On Thursday, the agency released its 90-day forecast, predicting the broad weather conditions we can expect to see around the country between September and November. It’s looking like it’s going to be a warm fall following a hot few months of summer.

The United States seasonal temperature outlook for September through November, according to NOAA (Courtesy NOAA)

The NOAA forecasted a majority of the western United States will see above-average temperatures during the fall months. Utah falls into a band of orange, indicating the Beehive State is leaning towards hotter temps, with a 40-50% probability of above-average heat.

According to the National Weather Service, the average temperature between September and November in Salt Lake City is roughly 55 degrees. In 2022, the average high across all three months was 56.8.

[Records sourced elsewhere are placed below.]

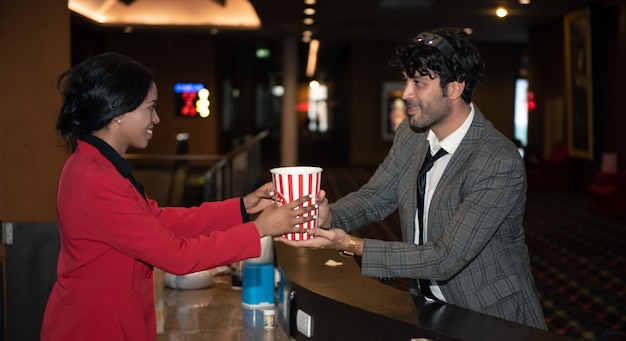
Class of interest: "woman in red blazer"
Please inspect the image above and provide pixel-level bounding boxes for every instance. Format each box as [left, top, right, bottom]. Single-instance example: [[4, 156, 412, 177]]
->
[[41, 53, 314, 341]]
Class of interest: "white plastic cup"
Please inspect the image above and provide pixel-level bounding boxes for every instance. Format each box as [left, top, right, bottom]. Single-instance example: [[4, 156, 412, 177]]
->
[[270, 166, 322, 240]]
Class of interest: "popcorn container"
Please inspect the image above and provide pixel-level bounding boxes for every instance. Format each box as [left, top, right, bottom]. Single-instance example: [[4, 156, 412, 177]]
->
[[270, 166, 322, 240]]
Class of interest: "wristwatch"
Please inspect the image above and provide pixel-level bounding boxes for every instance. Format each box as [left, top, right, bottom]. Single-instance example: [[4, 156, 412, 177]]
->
[[339, 237, 356, 257]]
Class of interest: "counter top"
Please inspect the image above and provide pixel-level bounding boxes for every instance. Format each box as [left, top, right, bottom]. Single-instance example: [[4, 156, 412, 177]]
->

That temperature may seem a bit brisk but this takes into account the late summer heat in September and the early winter chills of November. National Weather Service records indicate September typically hits an average high in the 80s while average highs in November tend to only peak in the mid-40s.

In addition to their temperature outlook, the NOAA also released its seasonal precipitation outlook. It’s a roll of the dice in Utah with equal chances of average rain, below-average rain, and above-average rain.

The United States seasonal precipitation outlook for September through November, according to NOAA (Courtesy NOAA)

The National Weather Service said there’s a 99% chance El Niño will stick around through fall and a 95% chance it will last through early next year.

We will likely start to feel El Niño’s impacts more as we get closer to winter when the strength of the phenomenon is expected to peak.

El Niño usually means a wet winter for the southern third to half of the United States, including California. (Exactly where that dividing line falls varies from year to year.) Meanwhile, the Pacific Northwest and parts of the Ohio Valley tend to be dry and warm.